Everything you need to know about BlackBerry Enterprise Server 10

BlackBerry Enterprise Server (BES) 10.1.1 is Research In Motion’s BlackBerry’s latest version of their enterprise software that provides a single solution for managing and securing BlackBerry PlayBook, BlackBerry 10, iOS, and Android mobile devices.

If you still have older BlackBerry devices running BlackBerry OS seven (7) or older, you will still need to keep and maintain a separate infrastructure of servers as the new BES 10 is only for the devices mentioned above.

BES 10.1.1 is not perfect, and it seems to be a little more complicated to setup than it should be, but it does appear to do what it says it will.  Lets take a look.

Architecture

BES 10.1.1 (or as we’ll call it from now onwards, BES10) is actually three servers in one package, designed to all be installed on one physical (or virtual) server, or setup on separate servers if desired.

There is the BlackBerry Device Service (BDS) that only supports BlackBerry PlayBook and BB10 devices, the Universal Device Service that only supports iOS and Android devices, and the BlackBerry Management Studio, which provides a limited unified management console to both services. In fact in addition to the BlackBerry Management Studio, there are also separate web consoles for the BDS and UDS which means that there are actually three management consoles, or two IT console, and one “helpdesk” console.

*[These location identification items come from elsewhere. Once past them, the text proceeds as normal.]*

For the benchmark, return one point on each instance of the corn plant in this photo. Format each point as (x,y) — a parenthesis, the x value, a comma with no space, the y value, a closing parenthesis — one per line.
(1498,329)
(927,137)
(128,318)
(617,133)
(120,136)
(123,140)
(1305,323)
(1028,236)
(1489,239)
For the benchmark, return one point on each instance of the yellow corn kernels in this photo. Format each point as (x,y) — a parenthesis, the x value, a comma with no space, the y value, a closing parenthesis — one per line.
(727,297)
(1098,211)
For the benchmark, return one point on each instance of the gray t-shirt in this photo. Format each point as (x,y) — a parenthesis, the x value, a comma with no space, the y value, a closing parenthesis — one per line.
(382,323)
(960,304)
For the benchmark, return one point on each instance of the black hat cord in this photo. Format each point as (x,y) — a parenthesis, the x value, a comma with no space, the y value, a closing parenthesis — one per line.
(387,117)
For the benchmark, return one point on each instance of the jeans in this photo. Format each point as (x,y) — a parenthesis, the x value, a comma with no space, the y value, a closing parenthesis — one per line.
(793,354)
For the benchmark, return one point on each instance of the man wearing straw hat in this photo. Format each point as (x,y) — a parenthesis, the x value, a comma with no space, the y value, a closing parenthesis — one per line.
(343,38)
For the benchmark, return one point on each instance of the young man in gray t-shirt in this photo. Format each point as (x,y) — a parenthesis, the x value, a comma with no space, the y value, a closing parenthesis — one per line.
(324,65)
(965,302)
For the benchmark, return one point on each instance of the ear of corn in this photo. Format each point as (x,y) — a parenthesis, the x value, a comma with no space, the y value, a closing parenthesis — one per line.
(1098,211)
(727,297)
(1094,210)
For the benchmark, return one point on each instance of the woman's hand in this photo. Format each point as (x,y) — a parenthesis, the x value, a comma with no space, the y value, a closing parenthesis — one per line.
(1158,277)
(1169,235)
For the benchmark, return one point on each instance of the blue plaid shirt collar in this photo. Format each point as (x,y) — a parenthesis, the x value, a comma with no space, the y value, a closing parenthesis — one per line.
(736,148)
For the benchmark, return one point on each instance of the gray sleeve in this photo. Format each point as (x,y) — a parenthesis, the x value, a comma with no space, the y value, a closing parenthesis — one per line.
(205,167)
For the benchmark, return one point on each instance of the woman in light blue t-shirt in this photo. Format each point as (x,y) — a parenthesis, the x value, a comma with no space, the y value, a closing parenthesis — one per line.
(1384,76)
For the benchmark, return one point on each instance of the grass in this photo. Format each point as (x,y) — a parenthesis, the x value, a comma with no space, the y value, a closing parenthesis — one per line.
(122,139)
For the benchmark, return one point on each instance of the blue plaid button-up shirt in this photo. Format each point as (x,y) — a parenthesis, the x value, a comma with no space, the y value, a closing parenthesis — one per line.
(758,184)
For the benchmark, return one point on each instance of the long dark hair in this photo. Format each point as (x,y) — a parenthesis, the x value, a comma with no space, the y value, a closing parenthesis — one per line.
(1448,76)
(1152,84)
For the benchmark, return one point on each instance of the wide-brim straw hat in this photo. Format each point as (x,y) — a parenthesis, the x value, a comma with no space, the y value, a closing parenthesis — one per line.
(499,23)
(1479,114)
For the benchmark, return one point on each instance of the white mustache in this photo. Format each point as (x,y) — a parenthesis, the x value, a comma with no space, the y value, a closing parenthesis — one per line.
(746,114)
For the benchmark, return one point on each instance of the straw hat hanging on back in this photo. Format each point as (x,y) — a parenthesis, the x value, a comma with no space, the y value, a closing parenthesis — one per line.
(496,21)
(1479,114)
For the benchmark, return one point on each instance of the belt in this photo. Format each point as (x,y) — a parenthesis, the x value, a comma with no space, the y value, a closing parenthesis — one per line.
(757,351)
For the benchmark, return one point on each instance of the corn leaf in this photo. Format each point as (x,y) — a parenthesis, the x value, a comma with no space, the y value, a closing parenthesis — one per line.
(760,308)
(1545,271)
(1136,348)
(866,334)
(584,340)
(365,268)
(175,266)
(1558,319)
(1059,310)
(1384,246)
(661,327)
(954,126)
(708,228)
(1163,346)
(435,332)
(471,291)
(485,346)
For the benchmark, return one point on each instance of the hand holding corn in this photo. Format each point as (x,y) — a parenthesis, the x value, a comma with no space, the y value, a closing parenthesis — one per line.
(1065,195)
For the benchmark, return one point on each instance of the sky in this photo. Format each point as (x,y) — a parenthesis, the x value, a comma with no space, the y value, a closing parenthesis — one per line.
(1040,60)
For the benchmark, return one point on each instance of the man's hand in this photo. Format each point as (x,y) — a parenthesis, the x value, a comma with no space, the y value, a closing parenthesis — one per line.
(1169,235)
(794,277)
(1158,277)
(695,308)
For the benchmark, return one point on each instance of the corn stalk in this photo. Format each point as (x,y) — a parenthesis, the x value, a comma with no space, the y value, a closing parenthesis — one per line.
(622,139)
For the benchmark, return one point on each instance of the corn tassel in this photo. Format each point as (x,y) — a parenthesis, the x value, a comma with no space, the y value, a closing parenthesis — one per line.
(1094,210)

Through intense port juggling, BlackBerry has managed to allow all of these services to run on one server so if you want to, you can run BES10 on one server.

In the old BES5 days, all BES5 servers connected to a single SQL database that provided a central storage repository for users, servers, and configurations.  This is known as the BES5 Domain. In fact if you want to learn more about BES5 and how it works, see my previous article on CrackBerry titled “BlackBerry Enterprise Server – What Is It?”.

BES5 also used a proprietary protocol and methodology to synchronize email, contacts, and calendar between your mail server and your BlackBerry.

BES10 does not share that BES5 configuration database and therefore cannot be in the same BlackBerry Domain as BES5 servers. When installing BES10, two new databases are created to support the BDS and UDS services. While you can use the same physical SQL server, these are new and separate databases.

BES10 does not use a proprietary protocol to synchronize email, contacts, and calendar, but rather it acts as a Proxy for the ActiveSync protocol that is built into Microsoft Exchange, and provided by gateways like Lotus Traveler if you are using Lotus Domino/Notes. ActiveSync is designed for mobile device synchronization and is not a burden on Exchange like the old BES5 synchronization process was.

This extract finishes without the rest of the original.